Em suma: os portugueses nunca aqui chegaram por direito de conquista, como os textos do soberanismo absolutista tentaram justificar a posteriori. Como em 1547, reconhecia um funcionário chinês, Lam Hei-Yuen, os portugueses não invadiram as nossas fronteiras, não mataram a nossa gente, não nos roubaram e os chineses desejam comerciar com eles.

Aliás, nas relações com a China, os portugueses de Macau, como salienta o Padre Benjamim Videira Pires, no seu magnífico trabalho de 1988, Os Extremos Reconciliam-se, em vez da postura do antes quebrar que torcer, sempre tiveram uma política de flexibilidade como a do bambu, que dobra, mas não quebra, onde torcemos sem quebrar. Por exemplo, em 1573, quando levantámos as portas do Cerco, nunca tivemos nelas ameias guarnecidas com peças de artilharia nem outros fortes anteriores voltados para ela. As bocas dos canhões sempre estiveram voltadas para o mar, de onde poderiam vir os piratas e os salteadores, principalmente os nossos aliados cristãos e ocidentais...

Um processo democrático que foi, muitas vezes, objecto de incompreensões pelos que como tal se proclamavam em Lisboa, principalmente a partir de 1820, quando liberais e ultraliberais, confundindo tradicionalismo com absolutismo, trataram de usurpar a plurissecular autonomia das instituições locais de autogoverno, comprimindo a autonomia do Senado, substituindo as entidades eleitas por funcionários de nomeação e usando, quase exclusivamente do poder de um delegado militar do poder central, o governador, essa entidade que efectivamente estava ligada à qualificação que os chineses lhe davam de cabeça de soldados. Macau, que for a obra de comerciantes, navegadores, missionários, degredados e aventureiros, onde sempre faltaram os soldados, acabou por ser dominado, neste último século e meio, por oficiais graduados em políticos.

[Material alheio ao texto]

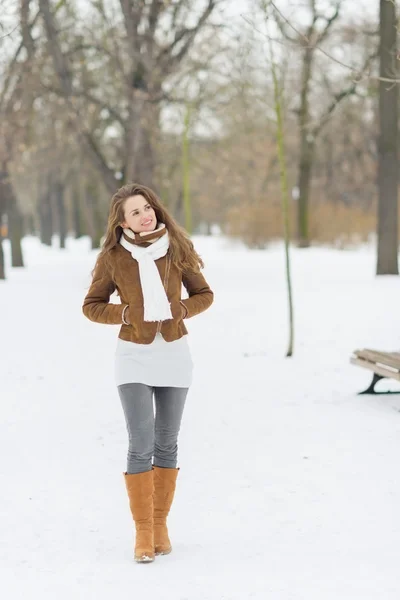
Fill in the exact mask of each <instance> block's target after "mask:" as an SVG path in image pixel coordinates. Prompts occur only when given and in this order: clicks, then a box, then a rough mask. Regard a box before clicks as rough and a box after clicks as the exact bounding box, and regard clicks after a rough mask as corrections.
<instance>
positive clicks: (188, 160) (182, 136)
mask: <svg viewBox="0 0 400 600" xmlns="http://www.w3.org/2000/svg"><path fill="white" fill-rule="evenodd" d="M190 113H191V109H190V105H189V104H188V105H187V107H186V113H185V119H184V125H183V135H182V191H183V206H184V208H185V227H186V231H187V232H188V233H189V235H191V234H192V231H193V225H192V206H191V197H190V157H189V130H190Z"/></svg>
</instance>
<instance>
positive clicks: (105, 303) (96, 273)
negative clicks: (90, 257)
mask: <svg viewBox="0 0 400 600" xmlns="http://www.w3.org/2000/svg"><path fill="white" fill-rule="evenodd" d="M114 291H115V283H114V282H113V280H112V278H111V275H110V274H109V272H108V269H107V267H106V266H105V264H104V261H102V260H100V261H98V262H97V264H96V267H95V271H94V275H93V280H92V284H91V286H90V288H89V291H88V293H87V294H86V298H85V300H84V301H83V306H82V310H83V314H84V315H85V317H87V318H88V319H90V320H91V321H94V322H95V323H104V324H106V325H120V324H122V311H123V309H124V308H125V306H126V305H125V304H113V303H111V302H110V296H111V294H113V292H114Z"/></svg>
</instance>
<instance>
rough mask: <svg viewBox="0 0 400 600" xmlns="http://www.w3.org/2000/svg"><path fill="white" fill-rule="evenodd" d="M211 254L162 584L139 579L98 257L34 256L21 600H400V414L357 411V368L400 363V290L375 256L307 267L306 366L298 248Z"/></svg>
mask: <svg viewBox="0 0 400 600" xmlns="http://www.w3.org/2000/svg"><path fill="white" fill-rule="evenodd" d="M195 243H196V247H197V249H198V250H199V251H200V253H201V254H202V256H203V258H204V260H205V262H206V270H205V275H206V277H207V279H208V280H209V282H210V284H211V285H212V287H213V289H214V290H215V303H214V305H213V306H212V308H211V309H210V310H209V311H208V312H206V313H204V314H203V315H200V316H198V317H196V318H194V319H193V320H190V321H188V329H189V331H190V344H191V349H192V354H193V358H194V360H195V364H196V369H195V381H194V384H193V386H192V388H191V391H190V393H189V397H188V403H187V407H186V411H185V415H184V421H183V426H182V431H181V436H180V467H181V471H180V476H179V480H178V487H177V493H176V500H175V503H174V505H173V509H172V513H171V516H170V521H169V522H170V532H171V538H172V542H173V546H174V551H173V553H172V554H171V555H169V556H165V557H159V558H157V559H156V562H155V563H153V564H150V565H137V564H135V563H134V562H133V560H132V551H133V526H132V522H131V517H130V513H129V509H128V503H127V497H126V492H125V488H124V482H123V476H122V472H123V470H124V468H125V456H126V449H127V436H126V432H125V424H124V421H123V413H122V409H121V407H120V404H119V399H118V395H117V392H116V389H115V387H114V383H113V371H112V364H113V352H114V347H115V343H116V336H117V333H118V327H117V326H115V327H114V326H100V325H96V324H93V323H90V322H89V321H87V320H86V319H85V318H84V317H83V315H82V313H81V304H82V300H83V297H84V295H85V293H86V290H87V287H88V285H89V282H90V270H91V268H92V267H93V264H94V258H95V253H93V252H89V251H88V245H87V240H86V239H83V240H80V241H74V240H69V242H68V249H67V250H66V251H60V250H58V249H55V248H54V249H50V248H45V247H41V246H40V244H39V242H38V241H37V240H36V239H34V238H27V239H25V240H24V250H25V255H26V262H27V269H21V270H17V269H13V270H10V269H9V272H8V280H7V282H5V283H4V282H2V283H0V309H1V310H0V332H1V361H0V384H1V387H0V393H1V403H0V407H1V421H0V456H1V458H0V489H1V494H0V582H1V590H2V597H3V598H5V599H6V600H16V599H17V598H24V600H30V599H36V598H37V599H38V600H39V599H40V600H47V599H52V600H53V599H54V598H56V599H57V600H71V599H72V598H74V599H75V598H78V599H84V600H89V599H91V598H96V600H103V599H104V600H106V599H107V600H108V599H111V598H119V599H120V600H123V599H125V598H126V599H128V598H134V599H140V598H146V599H148V600H153V599H154V600H155V599H158V598H162V599H163V600H244V599H257V600H265V599H268V600H269V599H271V600H338V599H340V600H358V599H360V600H361V599H362V600H398V599H399V596H400V578H399V561H398V558H399V553H400V509H399V506H400V475H399V461H400V396H399V397H397V396H381V397H360V396H357V395H356V393H357V392H358V391H360V390H361V389H362V388H364V387H365V386H366V385H367V384H368V383H369V379H370V376H369V374H368V373H367V372H366V371H364V370H363V369H358V368H356V367H354V366H351V365H350V364H349V356H350V354H351V352H352V350H353V349H355V348H357V347H364V346H367V347H376V348H379V349H382V350H383V349H387V350H392V349H398V348H399V346H400V340H399V331H400V328H399V298H400V279H399V278H395V277H382V278H375V277H374V269H375V256H374V252H373V250H371V249H360V250H358V251H333V250H325V249H309V250H303V251H297V250H294V251H293V253H292V258H293V270H294V294H295V318H296V347H295V356H294V358H292V359H286V358H284V354H285V349H286V344H287V303H286V292H285V282H284V275H283V264H284V258H283V251H282V248H281V247H276V248H272V249H270V250H266V251H252V252H250V251H246V250H245V249H243V248H242V247H241V246H240V245H233V244H231V243H229V242H227V241H226V240H224V239H218V238H213V239H207V238H200V237H199V238H196V239H195ZM4 245H5V249H6V252H7V253H9V249H8V245H7V244H6V243H5V244H4ZM388 385H391V384H390V383H385V382H382V384H381V387H382V388H384V387H385V386H386V387H387V386H388ZM394 385H395V384H394Z"/></svg>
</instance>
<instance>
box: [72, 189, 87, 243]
mask: <svg viewBox="0 0 400 600" xmlns="http://www.w3.org/2000/svg"><path fill="white" fill-rule="evenodd" d="M78 192H79V188H78V186H76V188H75V189H74V191H73V198H72V220H73V224H74V232H75V239H77V240H78V239H79V238H81V237H82V236H83V235H85V230H84V223H83V221H84V217H83V214H82V213H83V211H82V199H81V197H80V195H79V193H78Z"/></svg>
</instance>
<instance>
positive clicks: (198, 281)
mask: <svg viewBox="0 0 400 600" xmlns="http://www.w3.org/2000/svg"><path fill="white" fill-rule="evenodd" d="M149 233H151V232H149ZM150 237H151V236H148V237H147V238H146V234H145V235H144V236H142V234H140V235H135V241H134V242H133V240H131V239H130V240H129V241H130V242H131V243H132V242H133V243H138V244H142V245H145V246H147V245H149V244H148V239H150ZM110 262H111V267H112V268H111V269H110V268H109V267H107V266H106V265H105V263H104V260H103V261H100V263H99V264H98V265H97V267H96V270H95V273H94V276H93V281H92V284H91V286H90V288H89V291H88V293H87V295H86V297H85V300H84V302H83V306H82V310H83V313H84V315H85V316H86V317H87V318H88V319H90V320H91V321H95V322H96V323H105V324H110V325H120V324H122V326H121V329H120V331H119V337H120V338H121V339H123V340H126V341H129V342H135V343H137V344H150V343H151V342H152V341H153V340H154V338H155V336H156V333H158V332H161V334H162V336H163V338H164V339H165V340H166V341H167V342H172V341H174V340H177V339H179V338H180V337H182V336H183V335H185V334H186V333H187V329H186V327H185V324H184V322H183V318H190V317H194V316H195V315H198V314H199V313H201V312H203V311H205V310H207V308H209V307H210V306H211V304H212V302H213V299H214V294H213V292H212V291H211V289H210V287H209V285H208V284H207V282H206V280H205V279H204V277H203V275H202V274H201V273H200V272H199V273H182V272H181V271H180V270H179V269H178V268H177V267H176V266H175V265H174V264H173V263H172V261H171V258H170V256H169V252H167V254H166V256H163V257H162V258H159V259H158V260H156V261H155V263H156V266H157V269H158V271H159V273H160V277H161V280H162V281H163V283H164V288H165V291H166V294H167V297H168V300H169V301H170V303H171V312H172V316H173V318H172V319H168V320H166V321H158V322H151V321H149V322H148V321H144V319H143V311H144V308H143V294H142V288H141V285H140V278H139V266H138V263H137V261H136V260H135V259H134V258H132V255H131V254H130V252H128V250H125V248H123V247H122V246H121V245H120V244H117V245H116V247H115V248H113V249H112V250H111V251H110ZM111 272H112V275H111ZM182 283H183V285H184V286H185V288H186V290H187V292H188V296H189V297H188V298H186V299H184V300H181V291H182ZM115 290H117V291H118V293H119V296H120V298H121V303H120V304H113V303H110V296H111V294H113V292H114V291H115ZM126 305H128V306H129V320H130V325H124V324H123V322H122V311H123V309H124V307H125V306H126ZM182 305H183V306H182ZM185 309H186V311H185ZM185 312H186V314H185V315H184V314H183V313H185Z"/></svg>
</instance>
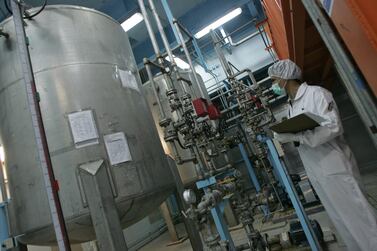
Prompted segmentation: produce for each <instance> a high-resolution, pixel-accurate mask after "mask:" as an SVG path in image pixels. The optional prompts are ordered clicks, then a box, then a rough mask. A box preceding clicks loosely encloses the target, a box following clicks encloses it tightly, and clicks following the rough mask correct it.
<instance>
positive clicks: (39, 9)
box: [4, 0, 47, 19]
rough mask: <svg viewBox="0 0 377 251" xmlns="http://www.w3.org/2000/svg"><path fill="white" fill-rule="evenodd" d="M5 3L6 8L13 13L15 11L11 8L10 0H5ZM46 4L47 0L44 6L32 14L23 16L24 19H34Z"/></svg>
mask: <svg viewBox="0 0 377 251" xmlns="http://www.w3.org/2000/svg"><path fill="white" fill-rule="evenodd" d="M9 1H13V0H9ZM4 5H5V8H6V9H7V11H8V12H9V13H10V14H12V15H13V12H12V10H11V8H10V7H9V3H8V0H4ZM46 5H47V0H45V1H44V3H43V5H42V7H41V8H40V9H39V10H38V11H37V12H35V13H34V14H32V15H30V16H24V17H23V18H24V19H32V18H34V17H36V16H37V15H39V14H40V13H41V12H42V11H43V10H44V9H45V8H46Z"/></svg>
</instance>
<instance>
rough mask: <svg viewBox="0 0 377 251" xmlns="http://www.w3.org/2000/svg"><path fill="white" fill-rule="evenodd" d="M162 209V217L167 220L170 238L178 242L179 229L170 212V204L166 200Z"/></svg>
mask: <svg viewBox="0 0 377 251" xmlns="http://www.w3.org/2000/svg"><path fill="white" fill-rule="evenodd" d="M160 210H161V213H162V217H163V218H164V220H165V223H166V226H167V227H168V232H169V235H170V239H171V241H172V242H177V241H178V240H179V238H178V234H177V230H176V229H175V226H174V223H173V220H172V218H171V214H170V212H169V208H168V205H167V204H166V201H164V202H163V203H162V204H161V206H160Z"/></svg>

A partir do Marquês de Pombal e com os decretos de Joaquim António de Aguiar chegou a vaga do anticlericalismo, comprimindo e quase liquidando essa forma de extensão do poder português que era actuada pelas congregações religiosas, não faltando sequer que o poder lisboeta despachasse representantes das nossas associações secretas como delegados do poder central, que, brincando com o fogo das seitas chinesas do mesmo teor, quase conduziram ao desastre da nossa presença.

Não faltaram sequer, mais recentemente, alguns prosélitos portugueses de ideologias exóticas que tentaram um abandono em nome do internacionalismo, como se fosse possível ensinar o padre nosso ao vigário . Para vergonha da cabeça do Império, mas para bem do nome de Portugal,  valeu-nos a fidelidade, o sentido de honra e o respeito pelo princípio da continuidade das instituições históricas, manifestado por alguns filhos da terra e outros tantos chineses, bem como as excepções de alguns enviados de Lisboa, que conseguiram, apesar de tudo, vencer as tormentas do PREC e aquelas desditas corruptas da pós-revolução que procuraram em Macau algumas prebendas e outras tantas postas e postos para o sôfrego clientelismo dos detentores do poder lisboeta.